“Falling!”
For a moment, there is air beneath me; then I’m caught by the rope tied to my harness. My belayer, holding the other end, calls up, “Good fall!”
My heart pounds, but my fear of falling is already fading. A new challenge awaits—a different kind of fear. I have to try again until I successfully climb beyond the place where I fell, past each bolt to the anchors at the top of the route. My goal was to climb the whole route in one try. Having literally fallen short of that, my task narrows to trying to finish without stopping to rest or falling again. It’s a daunting prospect. What if I don’t even make it as far as I did last time, let alone to the top?
My fingertips are raw, the top layers of skin scraped away by the roughness of the rock. I’m frustrated by my hands, unable to hold on despite their calluses; by my feet, for slipping; by the way I positioned my body and threw myself off balance. Below, my belayer asks what went wrong. I explain the foot slip, the mistake in my movement. I’m grateful to her, not just for catching me—my life is literally in her hands every time I fall—but also for her encouragement before, during, and after every attempt. She trusts that I’m strong enough to finish this route; I trust that she is paying attention, that she will feed out the right amount of slack in the rope and be patient even through a long belay.

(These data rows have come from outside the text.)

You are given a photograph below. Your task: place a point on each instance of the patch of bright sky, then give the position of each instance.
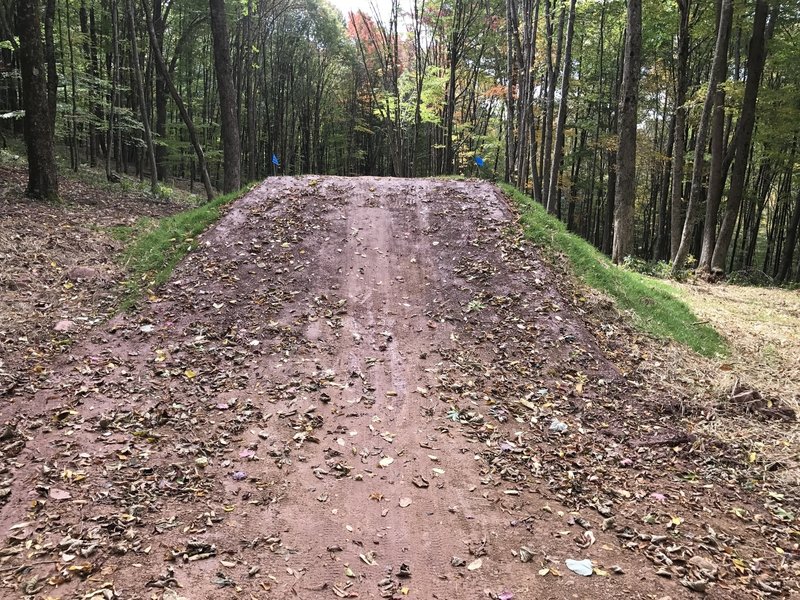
(368, 7)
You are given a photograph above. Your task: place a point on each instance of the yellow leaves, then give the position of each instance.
(72, 476)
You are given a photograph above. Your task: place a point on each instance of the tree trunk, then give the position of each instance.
(162, 68)
(137, 76)
(625, 197)
(231, 148)
(50, 57)
(785, 269)
(42, 173)
(717, 75)
(562, 114)
(756, 58)
(716, 182)
(681, 113)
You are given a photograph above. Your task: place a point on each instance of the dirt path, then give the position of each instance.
(350, 390)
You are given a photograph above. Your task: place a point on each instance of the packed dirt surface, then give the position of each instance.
(368, 388)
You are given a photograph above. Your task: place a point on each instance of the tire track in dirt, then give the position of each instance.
(325, 325)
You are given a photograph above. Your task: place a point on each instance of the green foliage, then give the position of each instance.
(155, 246)
(655, 305)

This trust in another person is one antidote to my fear. But I also have to trust my own body. By virtue of good genes and good luck, I’m fully able-bodied, but I’ve still spent much of my life thinking of my body as a stranger or an adversary. As an unathletic and uncoordinated kid, I conceived of my “self” as separate from my physical abilities—I was brainy, not brawny, my identity divorced from my inevitable failure in any community soccer league or high school gym class. And it’s true that all our bodies sometimes fail us. Our feet slip. Our balance is imperfect. We fight against exhaustion and lethargy; against cravings for foods we know we should avoid; against signs of age and use: wrinkles, stretch marks, scars. In this interminable period of virtual communication and constant enclosure in our homes, we might consider being embodied a liability—another night of restless snacking, another video call facing our unflattering on-screen reflections, tripping over roommates, family members, or pets in too-small apartments. To keep each other safe from viral infection, we sacrifice physical reminders of love. In their absence, our bodies can feel like dead weights we drag around. Even when we don’t hate them, we often mistrust them, making assumptions about what they can or should do, wishing they were different.